My concern is about driverless cars, trucks, and airplanes. What happens if they have strokes? Are reset buttons infallible? Can we survive power grids or nuclear weapons having strokes? Or being subject to malfunctioning equipment because of hackers and terrorists? I guess the powers that be feel we can, for the greater good of progress.

  1. The digital cloud. Cloud technology is a new way of looking at something that doesn’t exist, materially, in the physical world. If a digital cloud is something we can’t see, why call it a cloud? It strikes me as odd, but marketeers are so clever. (Don’t we love brand names?) It is the new thing for banks and all companies, and individuals, to store—in clouds—their precious photos, films, novels, letters, poems, music, and just about everything, including your money. So I entered into a discussion with my IT person who swears to me the cloud exists even though it doesn’t in the manner we have been accustomed to. 

“There is no cloud like you think a cloud looks like. It’s just a set of digital codes that create a digital cloud that stores many things,” said my IT person. Hmmm. “What happens,” I asked Mr. IT, “if the cloud disappears?” He admitted that was possible, but highly improbable. “Ok,” I said. I quickly called my broker and instructed that he sell everything I have in stocks that has anything to do with clouds. He said that would be impossible, “Everybody is using clouds.” 

We are doomed.

  1. Digital bondage. The cry now is to cut the cable cord in our lives and replace it with the newest and greatest invention: streaming with 5G technology, they call it. In China, right now, they are creating enormous-sized televisions monitors that house computers. One of these will replace your small TV with a large screen (over fifty inches) TV computer.

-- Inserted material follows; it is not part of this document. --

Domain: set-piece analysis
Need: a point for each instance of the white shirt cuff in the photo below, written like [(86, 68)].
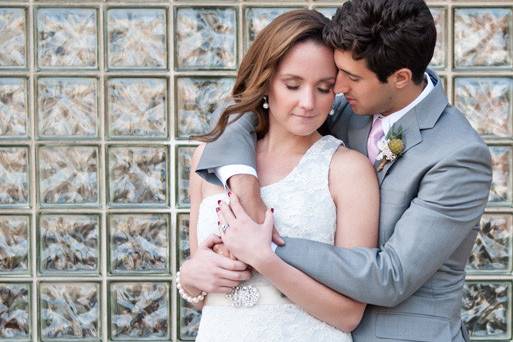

This monitor/computer/TV will contain a large number of channels, apps, and gaming already programmed in, so you won’t have to worry about going to the smart TV button and finding your app screen. It’s all already there. The monitor devices will come with 5.1 surround sound and Wi-Fi/Bluetooth internet-ready capability. They really are computers, but marketing folk will call them home theaters. 

And guess what? In China they can make this monitor/TV at half the price of current “smart” TVs. 

You will be able to operate the unit with your cell phone and add on a visual keyboard, or a Bluetooth large keyboard to use the monitor as a computer or to use it as a TV. The home theater becomes even more enticing compared to movie theaters.

But by cutting the cable cord, will we let the digital companies take over our brains? 

  1. Facebook aka Fakebook, Google, Apple, Amazon. These are huge digital age companies that want to control our lives, on their terms. They want us to have an operating system that is their brain. They want us to communicate through one system which is Facebook. And they want us to buy things through Amazon. Apple wants us to think of their phone as the only communication hardware/software we need.

Scott Galloway, a critic of current big tech, spoke at a Ted conference. He called Google the brain for our now lazy brains. Facebook is the heart for our weak of heart moments. Is Facebook a media company? Yes, it is. Facebook says it isn’t. Facebook is a media company.

Scott floored me when he said, “We have our religion; it’s Apple. Our Jesus Christ is Steve Jobs, and we’ve decided this is holier than our person, our house, or our computer. We have become totally out of control with the gross idolatry of innovation and of youth. We no longer worship at the altar of character, of kindness, but of innovation and people who create shareholder value.” 

The digital age will create havoc for our civilization. But perhaps not any more than the industrial revolution did. Time will tell. In the meantime, check your messages on your phone, or text, or watch a video. Gifts from the digital age.